I know I got a little off the subject, just giving you a little history.
I've gone back to work.....got to continue to make a living. My son just got a new job after being laid off from his other job and I'll need to help him just a bit until he gets on his feet, then it's outta here for him cause I want my boyz to be independent.
Certainly my mom is all confused and won't understand but for me I'm hesitant to go over there anyway. I don't trust any of them anymore. My mom has to feel something, she has to know I'm hesitant because when she calls she says she just wants me to come by and hold her hand. I feel bad, but I'm also skeptical because of how the entire rug was pulled from under me. Mom had to have some knowledge of what was going on, even though she is rather helpless in the situation she is there under their control.

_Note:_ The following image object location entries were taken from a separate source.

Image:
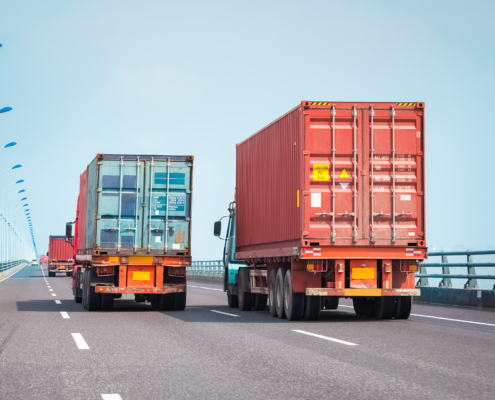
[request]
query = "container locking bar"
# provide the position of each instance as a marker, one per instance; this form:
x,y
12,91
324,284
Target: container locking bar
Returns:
x,y
333,234
152,163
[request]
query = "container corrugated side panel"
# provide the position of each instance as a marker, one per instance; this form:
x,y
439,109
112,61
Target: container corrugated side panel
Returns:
x,y
91,204
83,196
59,249
268,177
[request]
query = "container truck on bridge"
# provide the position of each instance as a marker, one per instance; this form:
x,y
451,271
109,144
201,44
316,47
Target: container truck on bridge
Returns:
x,y
60,256
133,231
329,203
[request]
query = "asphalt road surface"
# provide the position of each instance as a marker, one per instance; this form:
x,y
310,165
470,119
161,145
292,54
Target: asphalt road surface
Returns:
x,y
51,348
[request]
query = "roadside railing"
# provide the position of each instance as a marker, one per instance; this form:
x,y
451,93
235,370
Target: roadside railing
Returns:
x,y
206,271
11,264
446,282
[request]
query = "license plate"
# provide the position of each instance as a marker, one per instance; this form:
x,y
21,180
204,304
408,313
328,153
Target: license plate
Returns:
x,y
140,276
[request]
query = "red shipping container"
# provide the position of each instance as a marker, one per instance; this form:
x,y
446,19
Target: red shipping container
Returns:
x,y
334,180
59,250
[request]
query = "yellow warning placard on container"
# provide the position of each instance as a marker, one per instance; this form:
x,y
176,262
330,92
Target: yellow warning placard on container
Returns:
x,y
140,276
321,172
363,273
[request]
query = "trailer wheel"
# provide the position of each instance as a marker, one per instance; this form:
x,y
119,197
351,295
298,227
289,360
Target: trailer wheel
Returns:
x,y
166,301
279,293
246,299
93,298
385,307
180,301
271,293
260,302
359,306
312,307
331,302
106,301
403,307
293,302
232,299
77,299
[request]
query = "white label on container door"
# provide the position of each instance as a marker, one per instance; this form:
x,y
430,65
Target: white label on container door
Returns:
x,y
315,199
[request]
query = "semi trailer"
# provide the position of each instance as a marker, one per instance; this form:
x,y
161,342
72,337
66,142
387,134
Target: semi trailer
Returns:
x,y
133,231
60,256
329,204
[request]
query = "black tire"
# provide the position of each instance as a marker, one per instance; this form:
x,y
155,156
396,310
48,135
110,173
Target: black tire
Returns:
x,y
166,301
279,293
385,307
260,302
403,307
272,293
331,303
140,298
359,306
180,301
312,307
77,285
233,300
246,299
106,301
154,301
93,298
293,302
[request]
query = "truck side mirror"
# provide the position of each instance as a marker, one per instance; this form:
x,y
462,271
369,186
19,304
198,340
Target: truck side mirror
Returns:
x,y
217,228
68,230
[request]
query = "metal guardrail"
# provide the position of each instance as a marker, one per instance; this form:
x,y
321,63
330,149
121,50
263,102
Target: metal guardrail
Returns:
x,y
446,282
11,264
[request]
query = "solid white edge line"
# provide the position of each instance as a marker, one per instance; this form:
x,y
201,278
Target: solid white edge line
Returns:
x,y
81,343
325,337
13,274
220,312
446,319
454,320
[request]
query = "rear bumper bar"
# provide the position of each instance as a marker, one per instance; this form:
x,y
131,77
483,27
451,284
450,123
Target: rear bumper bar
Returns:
x,y
133,290
362,292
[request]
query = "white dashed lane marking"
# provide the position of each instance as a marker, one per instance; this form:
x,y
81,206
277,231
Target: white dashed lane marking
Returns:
x,y
325,337
220,312
81,343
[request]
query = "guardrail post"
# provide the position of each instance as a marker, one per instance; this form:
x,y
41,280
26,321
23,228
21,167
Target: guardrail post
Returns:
x,y
471,283
445,282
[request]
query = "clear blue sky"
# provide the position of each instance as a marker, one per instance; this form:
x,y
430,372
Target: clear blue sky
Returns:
x,y
196,77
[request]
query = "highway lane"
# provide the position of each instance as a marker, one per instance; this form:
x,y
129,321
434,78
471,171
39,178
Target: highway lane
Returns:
x,y
137,353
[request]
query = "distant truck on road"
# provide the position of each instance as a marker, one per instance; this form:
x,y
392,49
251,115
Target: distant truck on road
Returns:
x,y
329,203
133,231
60,256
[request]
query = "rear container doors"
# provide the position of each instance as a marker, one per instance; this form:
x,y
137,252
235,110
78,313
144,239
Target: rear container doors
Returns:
x,y
119,215
168,205
363,175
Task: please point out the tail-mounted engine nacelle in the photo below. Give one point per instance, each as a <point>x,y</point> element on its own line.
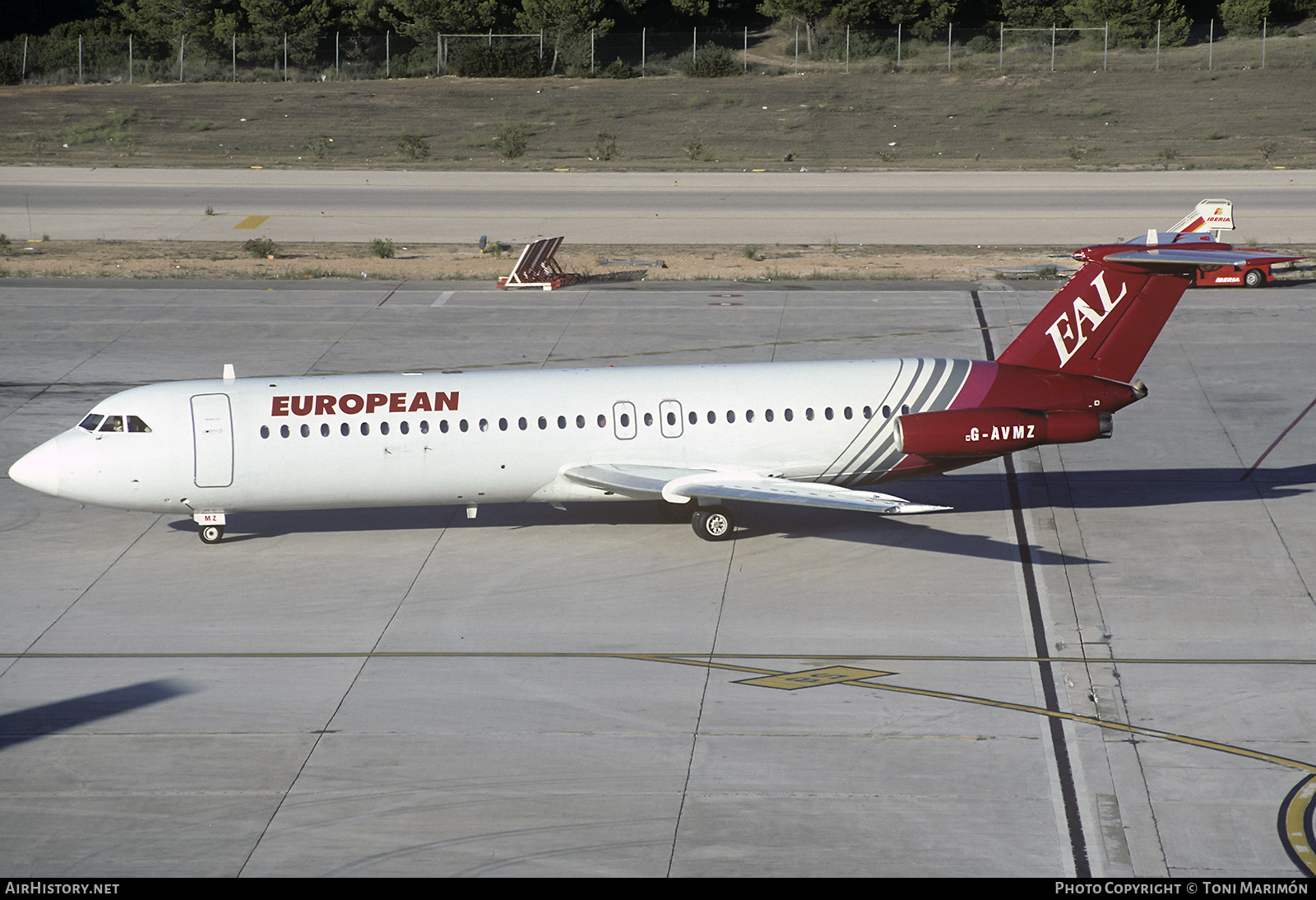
<point>993,432</point>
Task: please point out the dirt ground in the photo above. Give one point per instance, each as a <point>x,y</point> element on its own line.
<point>874,120</point>
<point>466,262</point>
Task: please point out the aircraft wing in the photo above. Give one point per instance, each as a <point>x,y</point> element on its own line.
<point>684,485</point>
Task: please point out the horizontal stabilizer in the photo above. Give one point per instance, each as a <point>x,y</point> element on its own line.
<point>684,485</point>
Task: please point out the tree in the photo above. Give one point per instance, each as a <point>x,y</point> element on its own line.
<point>563,20</point>
<point>807,12</point>
<point>1244,17</point>
<point>1033,13</point>
<point>1133,22</point>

It's a mess that I don't want to involve myself in. I want to work now. I took leave for all of this, then I was removed, and I just don't want to get sucked back into it. I don't want stay the night over there because I don't want them to say I removed anything. For all I know it could be a set up and I'm going to explain it to my mom like this. Let the "help" stay the night again just like Valentine's Day Weekend when they took a trip to Las Vegas. Sis never called and told me she was going, mom told me. Even then sis made arrangements for mom and I just went to visit and sit a while, the entire time there was someone "paid" to be there.
Am I being unrealistic?
I think taking your mom out is a great idea, if she's up for it. No one wants to be chained to one spot. But...will anyone object? Legally, what can you do? That is the question, and one I'm trying to answer for our situation. We both have tough ones... I hope someone can shed some light.